マイを追っていくと、そこはグアがいた。
サラが言っていた準備というのも気になるが
3人はマイが居ないままグアとの決着をするしかなかった。
「グア・・・っ!」
グアはマイと5年後のあのマイが居ない姿に気が付いたのか
くすっと笑いこう言った。
「ふふふ・・・マイは分かってるようね。
私が死ぬとマイが戻るってね!」
「え?」
グアが死ぬとマイが戻る・・・?
グアはマイの母ーー・・・
マイは自分の手で母を殺さなくてはならないのだろうか?
「リリア!そこまで推理してないよ!」
マリアはリリアに向かってそういうが、
リリアは兎の姿になっていた。
「ちょっと、なんで兎化してるのよ!」
リリアはすぐに変化した。
「グア 強い! リリア 魔力吸い取られた 失格!」
リリアがそう言うと、グアの後にある謎の装置から
聞いたことのある泣き声が聞えた。
「ひっく・・。」
マイだ。
マイは泣きながらカイのもとへ歩いていく。
「マイ・・・!」
マイの後ろから怪我をした、サラが後からやってきた。
ボロボロに彼女は傷ついていた。
「グア・・・この子、どうなってるんです・・・・か」
本当に私の分身?
いくら、耳がなくてもコレはあんまりだわ!
「魔力が少なすぎて力が制御できません!」
サラはグアの後にある装置でなんとかマイ自身を
取り込もうとしていたらしいが失敗に終わったみたいだ。
「だって・・・カイと最後だもん。
一緒に居たいよ、コスプレねぇちゃん・・・・」
マイ・・・・・
「俺、カイと居ると負ける気しないんだよな。
それに・・・・俺が消えても、俺・・・カイのこと好きでいられる
気がするんだ。」
「それって・・・。」
サラがそう言うと、カイがサラに向かって歩き、
肩に手をあて、こう言った。
「サラ・・・いや、マイ。その気持ちも未来・・・あんたになっても
忘れないよな?絶対にーー・・・。
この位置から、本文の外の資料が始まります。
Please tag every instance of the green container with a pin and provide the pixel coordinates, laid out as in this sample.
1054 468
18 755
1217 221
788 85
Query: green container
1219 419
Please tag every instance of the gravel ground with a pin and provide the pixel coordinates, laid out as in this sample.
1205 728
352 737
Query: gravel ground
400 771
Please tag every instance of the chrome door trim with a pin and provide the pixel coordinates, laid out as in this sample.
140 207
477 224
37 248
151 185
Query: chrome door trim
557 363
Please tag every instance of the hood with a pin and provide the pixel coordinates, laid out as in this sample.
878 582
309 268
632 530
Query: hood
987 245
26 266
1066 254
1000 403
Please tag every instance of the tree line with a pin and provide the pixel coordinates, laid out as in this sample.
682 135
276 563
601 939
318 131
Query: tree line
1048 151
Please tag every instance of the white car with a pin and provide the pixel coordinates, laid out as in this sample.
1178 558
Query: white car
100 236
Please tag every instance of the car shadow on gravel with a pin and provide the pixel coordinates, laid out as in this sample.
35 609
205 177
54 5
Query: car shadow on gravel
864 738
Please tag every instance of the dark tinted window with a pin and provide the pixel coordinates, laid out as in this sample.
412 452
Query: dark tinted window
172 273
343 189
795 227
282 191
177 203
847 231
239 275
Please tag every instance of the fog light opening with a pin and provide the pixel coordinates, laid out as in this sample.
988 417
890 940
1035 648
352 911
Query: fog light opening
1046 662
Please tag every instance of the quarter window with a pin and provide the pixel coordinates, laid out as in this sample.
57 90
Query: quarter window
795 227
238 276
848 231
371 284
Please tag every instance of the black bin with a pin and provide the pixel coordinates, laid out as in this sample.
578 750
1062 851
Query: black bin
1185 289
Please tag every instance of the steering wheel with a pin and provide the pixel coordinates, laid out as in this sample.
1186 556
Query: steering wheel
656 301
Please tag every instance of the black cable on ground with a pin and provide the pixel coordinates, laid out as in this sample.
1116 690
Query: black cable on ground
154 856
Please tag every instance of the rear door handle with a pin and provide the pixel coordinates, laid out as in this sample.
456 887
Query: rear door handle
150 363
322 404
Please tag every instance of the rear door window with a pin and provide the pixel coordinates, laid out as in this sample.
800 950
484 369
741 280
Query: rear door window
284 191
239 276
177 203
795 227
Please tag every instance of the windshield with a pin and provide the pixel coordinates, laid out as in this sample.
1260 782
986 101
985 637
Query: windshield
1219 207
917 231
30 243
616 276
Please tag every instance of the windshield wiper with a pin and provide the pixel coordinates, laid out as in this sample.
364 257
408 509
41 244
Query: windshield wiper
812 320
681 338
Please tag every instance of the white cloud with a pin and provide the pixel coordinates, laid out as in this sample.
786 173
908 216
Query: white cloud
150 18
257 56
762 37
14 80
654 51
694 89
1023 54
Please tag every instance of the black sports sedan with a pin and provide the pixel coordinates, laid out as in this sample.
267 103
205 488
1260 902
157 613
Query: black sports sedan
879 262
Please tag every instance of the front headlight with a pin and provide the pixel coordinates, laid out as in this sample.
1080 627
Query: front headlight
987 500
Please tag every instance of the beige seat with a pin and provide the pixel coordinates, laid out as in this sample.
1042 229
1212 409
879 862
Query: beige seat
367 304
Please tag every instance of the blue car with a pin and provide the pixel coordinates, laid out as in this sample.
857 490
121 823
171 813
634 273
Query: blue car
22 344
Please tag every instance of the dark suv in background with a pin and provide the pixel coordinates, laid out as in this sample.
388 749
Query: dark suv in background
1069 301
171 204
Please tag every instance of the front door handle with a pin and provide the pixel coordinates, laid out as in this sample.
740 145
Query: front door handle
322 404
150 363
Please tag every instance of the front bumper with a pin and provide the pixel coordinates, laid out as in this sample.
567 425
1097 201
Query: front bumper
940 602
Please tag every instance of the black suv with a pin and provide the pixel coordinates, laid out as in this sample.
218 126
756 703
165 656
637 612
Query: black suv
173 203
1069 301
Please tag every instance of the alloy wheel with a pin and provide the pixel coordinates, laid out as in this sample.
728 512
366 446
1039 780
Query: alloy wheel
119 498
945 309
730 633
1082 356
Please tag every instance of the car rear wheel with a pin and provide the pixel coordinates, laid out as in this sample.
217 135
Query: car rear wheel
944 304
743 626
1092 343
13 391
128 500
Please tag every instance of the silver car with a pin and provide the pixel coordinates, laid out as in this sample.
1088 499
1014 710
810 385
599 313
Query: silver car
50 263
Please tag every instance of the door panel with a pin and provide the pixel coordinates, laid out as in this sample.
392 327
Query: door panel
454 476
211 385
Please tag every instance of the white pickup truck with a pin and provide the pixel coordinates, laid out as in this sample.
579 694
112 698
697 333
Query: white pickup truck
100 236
」
忘れて欲しくない・・・今までマイとしてきた事
あんなことやこんなこと今まで一緒に解決してきた
事件の日々をーーー
「カイ・・・。」
なんだか、君に滅ぼされてもよくなってきたような・・・
私、あなたのマイと出会ってからズキズキしてた。
ううん、それはドキドキだったんだ。
私は5年たった今でもカイのことがーーー・・・
「おい、何を考えてるのだ。」
そこへ悪いマイも出てきた。
これで3人のマイがそろったーー・・・
「ふん、まあいい・・・。カイが俺らマイと居るのは
絶対の運命だったんだからな・・・。
助けて欲しいならカイ、お前の天の力見せてみろ。」
悪いマイがそう言うと、巨大な魔方陣が床に広がる
「カイ・・・これはっ!!
あなた、完成させてたのっ?!グア・・・なんとかしてよっ!
こんな魔法、私には制御出来ないわ!」
マイよりも魔力のあるサラさえも悪いマイの魔法には
タジタジのようでした。
「--・・・これはカイがやらなきゃいけない試練なんだ。」
「僕が?」
カイは悪いマイが唱えようとしてる魔法に立ち向かおうと
するが、マイは嫌な予感がして堪らなかった。
「カイ・・・行くなっ!」
「マイ、ありがとう。でも、僕がやらなきゃ・・・
僕が止めなきゃーーー・・・」
カイはにこっと笑ってそう言い
巨大な魔方陣の中へ入っていく。
「カイーーーー!!」
マイとカイの運命の歯車は止まろうとしていた。
カイは煙に消え、何が起こってるさえ分からなかった。